Heimat ist der Ort, an dem wir Zuhause sind und uns zugehörig fühlen.

Zwischen Feldern, Wiesen und Wald eingebettet liegt Korntal-Münchingen. Mitten im Grünen und trotzdem keine halbe Autostunde von der Landeshauptstadt Stuttgart entfernt - ideal zum Leben, Wohnen und Arbeiten. Die drei Ortsteile Korntal, Münchingen und Kallenberg haben ihre eigene Geschichte und ein eigenes Gesicht. 1975 wuchsen sie durch die Gemeindereform zur Stadt zusammen. Korntal ist modern und städtisch und verdankt seinen Gründervätern, der evangelischen Brüdergemeinde, eine Vielzahl sozialer Einrichtungen und Schulen. Der Ort hat sich trotz harmonischer Ergänzung mit attraktiven Neubauten seinen ursprünglichen Charakter bewahrt. Münchingen kann auf eine lange Tradition als bedeutendes Bauerndorf zurückblicken und wird noch heute liebevoll als "Perle des Strohgäus" bezeichnet. Auch dieser Stadtteil ist eine beliebte Wohngemeinde mit eigener Lebensqualität. Ebenso wie Kallenberg, zieht auch Münchingen eine Vielzahl von Betrieben und Unternehmen an, die das gute Flächenangebot und die verkehrsgünstige Lage für sich nutzen und für Arbeitsplätze sorgen.
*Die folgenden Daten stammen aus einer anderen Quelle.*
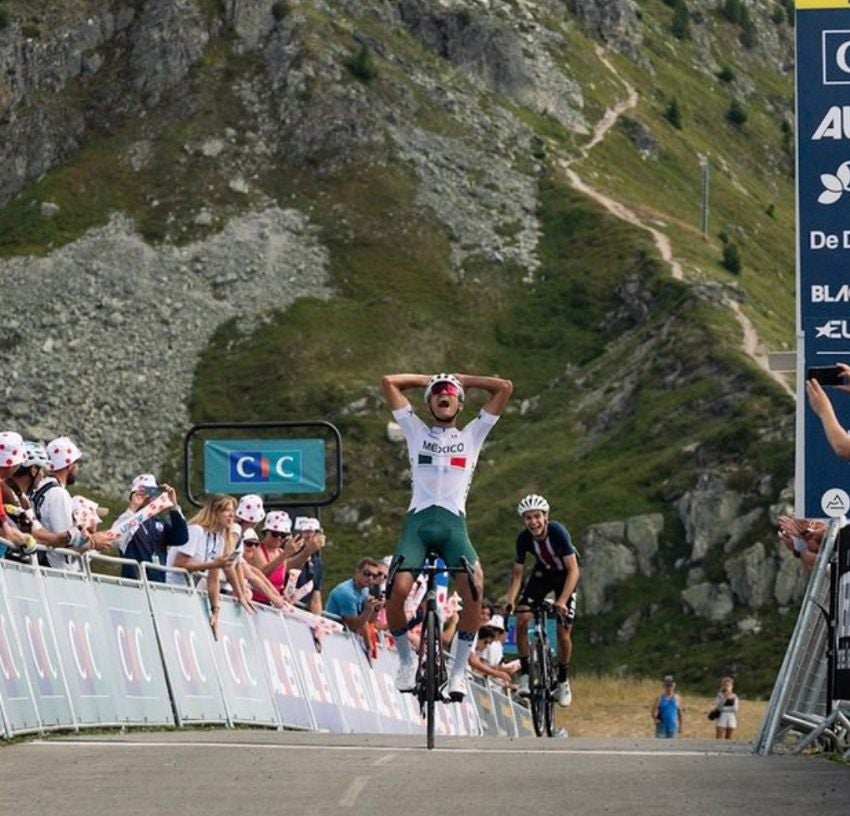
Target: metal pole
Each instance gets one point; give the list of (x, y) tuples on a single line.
[(705, 167)]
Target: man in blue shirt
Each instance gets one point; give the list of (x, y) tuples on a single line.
[(351, 601)]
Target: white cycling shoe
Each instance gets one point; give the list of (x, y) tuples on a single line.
[(522, 688), (405, 679), (457, 687)]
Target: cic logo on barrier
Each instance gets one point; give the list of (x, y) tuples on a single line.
[(836, 57), (265, 466)]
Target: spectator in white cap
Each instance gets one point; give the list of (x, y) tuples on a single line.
[(53, 507), (495, 651), (276, 554), (11, 457), (150, 541), (313, 570)]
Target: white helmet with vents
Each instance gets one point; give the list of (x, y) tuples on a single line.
[(532, 502), (444, 384)]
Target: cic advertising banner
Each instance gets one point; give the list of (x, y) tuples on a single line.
[(264, 466), (841, 671), (823, 230)]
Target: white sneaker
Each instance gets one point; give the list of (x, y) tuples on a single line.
[(457, 687), (405, 679), (522, 688)]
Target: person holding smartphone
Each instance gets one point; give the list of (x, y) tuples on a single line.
[(818, 381), (150, 542)]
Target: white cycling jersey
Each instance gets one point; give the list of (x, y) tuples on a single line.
[(442, 460)]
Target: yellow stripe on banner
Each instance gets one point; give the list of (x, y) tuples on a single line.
[(801, 4)]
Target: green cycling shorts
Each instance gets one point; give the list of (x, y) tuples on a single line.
[(438, 530)]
200 Jahre Korntal bedeutet, dass diese Stadt auf eine lange Geschichte zurückblicken kann - die bei vielen Bürgerinnen und Bürger noch nicht so bekannt ist. Unter dem Leitthema Heimat ist deshalb Interessantes und Historisches über die 200-jährige Vergangenheit zu finden.

Identität

Was macht diesen Ort unverwechselbar?

Seit seiner Gründung steht Korntal für einen Ort mit einem ausgeprägten Verhältnis zum christlichen Glauben. Nicht umsonst spricht man andernorts gerne auch vom „Heiligen Korntal“.

Aber auch die Bildung spielt hier eine zentrale Rolle und so trägt die Stadt Korntal-Münchingen noch heute den Titel „Schulstadt“ mit gutem Grund. 

Das Angebot unterschiedliche Träger für alle Altersgruppen ist überaus vielfältig, genießt einen guten Ruf auch über die Stadtgrenzen hinaus. Besonders bemerkenswert ist, dass viele der Institutionen und Kultureinrichtungen für Jung und Alt, die heute ganz selbstverständlich besucht werden, einst von engagierten Bürgerinnen und Bürger gegründet wurden.

Brücken

In Korntal wurden und werden viele Brücken geschlagen:

Die zwischen den kirchlichen und der weltlichen Gemeinde, die Brücke zu den Stadtteilen Münchingen und Kallenberg, zu den Partnerstädten und zu Freunden in der Nachbarschaft.

Die Besonderheit Korntals auf der einen Seite und die Kontakte und Verbundenheit mit der „Außenwelt“ auf der anderen Seite, gehören aber ebenso zur Identität Korntals, weshalb der Begriff „Brücken“ als drittes, vielleicht sogar wichtigstes Leitthema gewählt wurde.